# Initial Setup

## Loading Packages

In [1]:
%load_ext cudf.pandas
import pandas as pd
import numpy as np
from sklearn.model_selection import train_test_split
from sklearn.metrics import mean_squared_error
from sklearn.preprocessing import StandardScaler
import lightgbm as lgb
from concurrent.futures import ThreadPoolExecutor

Dask dataframe query planning is disabled because dask-expr is not installed.

You can install it with `pip install dask[dataframe]` or `conda install dask`.
This will raise in a future version.



# This notebook assumes that train.csv and test.csv are already downloaded

# Train Model & Create Submission

In [6]:
%%time
def process_data_improved(train_df, test_df):
    """
    Process data with high-cardinality categorical features
    """
    # Base feature for values
    base_feature = 'magical'

    # Get consistent feature names
    feature_names = ['magical','trickortreat_encoded', 'kingofhalloween_encoded']

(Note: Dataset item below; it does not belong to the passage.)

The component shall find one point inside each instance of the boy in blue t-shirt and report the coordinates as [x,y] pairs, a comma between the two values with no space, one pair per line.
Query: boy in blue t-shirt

    # Calculate statistics from training data
    base_median = train_df[base_feature].median()
    Q1 = train_df[base_feature].quantile(0.25)
    Q3 = train_df[base_feature].quantile(0.75)
    IQR = Q3 - Q1
    lower_bound = Q1 - 1.5 * IQR
    upper_bound = Q3 + 1.5 * IQR

    # Calculate robust target encodings for high-cardinality categorical variables
    cat_encodings = {}
    global_mean = train_df['y'].mean()

    for col in ['trickortreat', 'kingofhalloween']:
        # Group by category and calculate stats
        cat_stats = (train_df.groupby(col)['y']
                    .agg(['mean', 'count'])
                    .reset_index())

        # Only keep categories that appear more than once
        frequent_cats = cat_stats[cat_stats['count'] > 1]

        # Strong smoothing factor due to high cardinality
        smoothing = 100

        # Calculate smoothed means with stronger regularization
        frequent_cats['encoded'] = (
            (frequent_cats['count'] * frequent_cats['mean'] + smoothing * global_mean) /
            (frequent_cats['count'] + smoothing)
        )

        # Create dictionary only for frequent categories
        cat_encodings[col] = dict(zip(frequent_cats[col], frequent_cats['encoded']))

    def process_single_df(df, is_train=True):
        """Process a single dataframe with high-cardinality handling"""
        # Initialize output DataFrame
        df_processed = pd.DataFrame(index=df.index, columns=feature_names)

        # Process base feature
        df_processed['magical'] = df['magical'].fillna(base_median).clip(lower_bound, upper_bound)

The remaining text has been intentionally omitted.